问题
环境:
elasticsearch:7.4.2
elasticsearch-analysis-ik:7.4.2
加载远程字典代码
@GetMapping(value = "/load-customwords")
public String loadCustomWords(HttpServletResponse response) {
String res = esService.deploy(response);
try {
return new String(res.getBytes(),"utf-8");
}catch (Exception e){
e.printStackTrace();
}
return "";
}
@Override
public String deploy(HttpServletResponse response) {
List<CustomWord> allWords = customWordDao.getAllWords();
StringBuffer buffer = new StringBuffer();
if (CollectionUtils.isNotEmpty(allWords)) {
logger.info("开始加载自定义词典...");
int i = 0;
for (CustomWord word : allWords) {
if (i == 0) {
try {
response.setHeader("Last-Modified", DateUtil.getDateTime("yyyy-MM-dd hh:mm:ss", word.getCreatedTime()));
response.setHeader("ETag", DateUtil.getDateTime("yyyy-MM-dd hh:mm:ss", word.getUpdatedTime()));
} catch (Exception e){
e.printStackTrace();
}
buffer.append(word.getWordName());
} else {
buffer.append("\n" + word.getWordName());
}
i++;
}
logger.info("加载自定义词典完毕...");
}
return buffer.toString();
}
配置
使用
问题
没有加载字典!!!
最关键的是,我用5.6.2的版本和7.12.0的版本都去试了一下,发现热更新加载远程分词都ok,我们公司使用的7.4.2的版本竟然无法加载...瞬间气的跳脚的节奏。

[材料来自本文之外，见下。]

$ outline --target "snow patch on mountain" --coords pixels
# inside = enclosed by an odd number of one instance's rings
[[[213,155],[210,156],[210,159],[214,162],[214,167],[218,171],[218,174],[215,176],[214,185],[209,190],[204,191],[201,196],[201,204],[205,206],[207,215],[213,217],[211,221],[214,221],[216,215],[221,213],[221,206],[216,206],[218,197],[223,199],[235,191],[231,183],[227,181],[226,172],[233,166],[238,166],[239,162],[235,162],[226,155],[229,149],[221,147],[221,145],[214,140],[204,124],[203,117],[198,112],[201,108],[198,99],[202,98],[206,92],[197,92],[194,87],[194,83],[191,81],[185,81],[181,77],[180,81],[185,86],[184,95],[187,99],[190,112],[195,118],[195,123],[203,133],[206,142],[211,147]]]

怎么办?不可能让公司直接换es的版本,那就只能去看下源码了,呜呜...
源码
分别下载v5.6.2,v7.12.0,v7.4.2 的ik源码,不知道怎么下载的可看如下:
- 进入官网地址
- 打开releases
- 选择对应的版本
- 下载源码
v5.6.2
加载远程字典的核心方法getRemoteWords()
/**
* 从远程服务器上下载自定义词条
*/
private static List<String> getRemoteWords(String location) {
List<String> buffer = new ArrayList<String>();
RequestConfig rc = RequestConfig.custom().setConnectionRequestTimeout(10 * 1000).setConnectTimeout(10 * 1000)

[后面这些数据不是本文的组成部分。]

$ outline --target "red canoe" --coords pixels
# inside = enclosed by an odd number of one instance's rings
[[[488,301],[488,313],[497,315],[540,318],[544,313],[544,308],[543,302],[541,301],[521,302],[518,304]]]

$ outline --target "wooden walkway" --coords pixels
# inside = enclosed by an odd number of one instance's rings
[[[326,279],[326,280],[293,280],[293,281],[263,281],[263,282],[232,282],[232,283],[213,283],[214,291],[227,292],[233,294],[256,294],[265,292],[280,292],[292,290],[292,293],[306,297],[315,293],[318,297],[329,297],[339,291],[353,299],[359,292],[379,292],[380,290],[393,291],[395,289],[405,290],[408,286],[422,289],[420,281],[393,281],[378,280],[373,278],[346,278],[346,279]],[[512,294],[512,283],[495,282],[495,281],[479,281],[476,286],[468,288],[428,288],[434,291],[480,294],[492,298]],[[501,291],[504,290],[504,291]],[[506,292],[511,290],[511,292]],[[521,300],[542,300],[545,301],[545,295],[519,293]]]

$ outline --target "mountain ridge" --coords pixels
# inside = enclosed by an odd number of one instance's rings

.setSocketTimeout(60 * 1000).build();
CloseableHttpClient httpclient = HttpClients.createDefault();
CloseableHttpResponse response;
BufferedReader in;
HttpGet get = new HttpGet(location);
get.setConfig(rc);
try {
response = httpclient.execute(get);
if (response.getStatusLine().getStatusCode() == 200) {
String charset = "UTF-8";
// 获取编码,默认为utf-8
if (response.getEntity().getContentType().getValue().contains("charset=")) {
String contentType = response.getEntity().getContentType().getValue();
charset = contentType.substring(contentType.lastIndexOf("=") + 1);
}
in = new BufferedReader(new InputStreamReader(response.getEntity().getContent(), charset));
String line;
while ((line = in.readLine()) != null) {
buffer.add(line);
}
in.close();
response.close();
return buffer;
}
response.close();
} catch (ClientProtocolException e) {
logger.error("getRemoteWords {} error", e, location);
} catch (IllegalStateException e) {
logger.error("getRemoteWords {} error", e, location);
} catch (IOException e) {
logger.error("getRemoteWords {} error", e, location);
}
return buffer;
}
v7.12.0
加载远程字典的核心方法getRemoteWordsUnprivileged()
/**
* 从远程服务器上下载自定义词条
*/
private static List<String> getRemoteWordsUnprivileged(String location) {
List<String> buffer = new ArrayList<String>();
RequestConfig rc = RequestConfig.custom().setConnectionRequestTimeout(10 * 1000).setConnectTimeout(10 * 1000)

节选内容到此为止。